Reaksi Netizen dan Masyarakat

Video penindakan tersebut langsung viral di media sosial, dengan berbagai reaksi dari netizen yang terbagi dalam dua kelompok. Sebagian mengkritik tindakan Satpol PP sebagai terlalu kaku, sementara yang lain mendukung langkah tersebut untuk menjaga kualitas ruang terbuka. Banyak warganet membagikan foto dan video yang menunjukkan kesedihan pedagang es krim yang tertindak, sementara beberapa orang menyebutkan bahwa aksi tersebut menunjukkan ketidakseimbangan antara regulasi dan kebijakan yang mengutamakan kepentingan masyarakat.

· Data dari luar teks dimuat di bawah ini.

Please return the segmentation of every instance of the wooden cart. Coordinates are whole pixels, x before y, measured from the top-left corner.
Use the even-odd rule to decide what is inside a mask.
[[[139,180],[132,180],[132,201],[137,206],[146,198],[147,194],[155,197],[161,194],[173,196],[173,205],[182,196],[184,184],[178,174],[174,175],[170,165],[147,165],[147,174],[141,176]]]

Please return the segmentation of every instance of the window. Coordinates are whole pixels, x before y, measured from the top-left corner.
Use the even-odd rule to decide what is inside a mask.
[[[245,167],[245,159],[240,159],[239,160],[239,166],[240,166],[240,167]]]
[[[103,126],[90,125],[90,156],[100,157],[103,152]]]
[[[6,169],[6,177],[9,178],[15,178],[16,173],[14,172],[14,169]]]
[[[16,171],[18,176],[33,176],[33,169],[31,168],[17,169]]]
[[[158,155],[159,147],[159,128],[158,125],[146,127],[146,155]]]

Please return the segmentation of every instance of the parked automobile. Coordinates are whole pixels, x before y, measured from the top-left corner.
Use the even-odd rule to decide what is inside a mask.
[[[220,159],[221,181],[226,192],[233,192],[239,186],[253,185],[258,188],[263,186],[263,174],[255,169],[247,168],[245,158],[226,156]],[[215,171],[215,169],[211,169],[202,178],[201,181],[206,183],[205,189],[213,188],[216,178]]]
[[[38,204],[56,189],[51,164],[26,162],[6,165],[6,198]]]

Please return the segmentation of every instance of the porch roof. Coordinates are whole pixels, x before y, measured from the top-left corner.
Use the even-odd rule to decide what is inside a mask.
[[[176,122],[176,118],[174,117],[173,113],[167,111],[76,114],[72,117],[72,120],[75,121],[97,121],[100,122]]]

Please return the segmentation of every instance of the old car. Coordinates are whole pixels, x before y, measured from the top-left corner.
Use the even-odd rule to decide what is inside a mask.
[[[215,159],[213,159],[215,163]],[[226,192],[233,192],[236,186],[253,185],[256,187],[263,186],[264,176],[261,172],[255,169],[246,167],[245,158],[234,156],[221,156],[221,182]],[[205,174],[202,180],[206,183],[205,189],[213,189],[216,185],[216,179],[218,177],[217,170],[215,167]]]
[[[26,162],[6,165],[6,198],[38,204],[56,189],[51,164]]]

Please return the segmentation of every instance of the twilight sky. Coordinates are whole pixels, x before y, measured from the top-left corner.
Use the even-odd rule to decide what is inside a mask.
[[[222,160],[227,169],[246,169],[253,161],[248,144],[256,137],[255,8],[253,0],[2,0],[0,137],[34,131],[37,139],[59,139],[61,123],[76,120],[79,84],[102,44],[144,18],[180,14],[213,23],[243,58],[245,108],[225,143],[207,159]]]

Meski begitu, beberapa pihak juga memberikan apresiasi terhadap upaya Satpol PP dalam memperbaiki lingkungan kota. "Jika kita tidak melakukan penindakan, kota akan terasa lebih kacau," kata seorang warganet. Namun, ia menambahkan bahwa langkah tersebut seharusnya lebih humanis, seperti memberi kesempatan bagi pedagang untuk beralih ke lokasi yang lebih sesuai. "Kita bisa mengatur, bukan menghancurkan," komentar netizen lainnya.

Di sisi lain, sejumlah pengguna jalan yang beraktivitas di CFD mengapresiasi tindakan Satpol PP sebagai upaya menjaga keselamatan. Namun, mereka juga mengingatkan bahwa kebijakan tersebut perlu lebih transparan dan berkoordinasi dengan pedagang sebelum diterapkan. "Pemerintah harus memahami bahwa kehidupan warga tidak bisa dipisahkan dari keberadaan pedagang kecil," tulis salah satu pengguna media sosial. Diskusi ini menunjukkan pentingnya keseimbangan antara penegakan aturan dan penghargaan terhadap peran pedagang dalam masyarakat.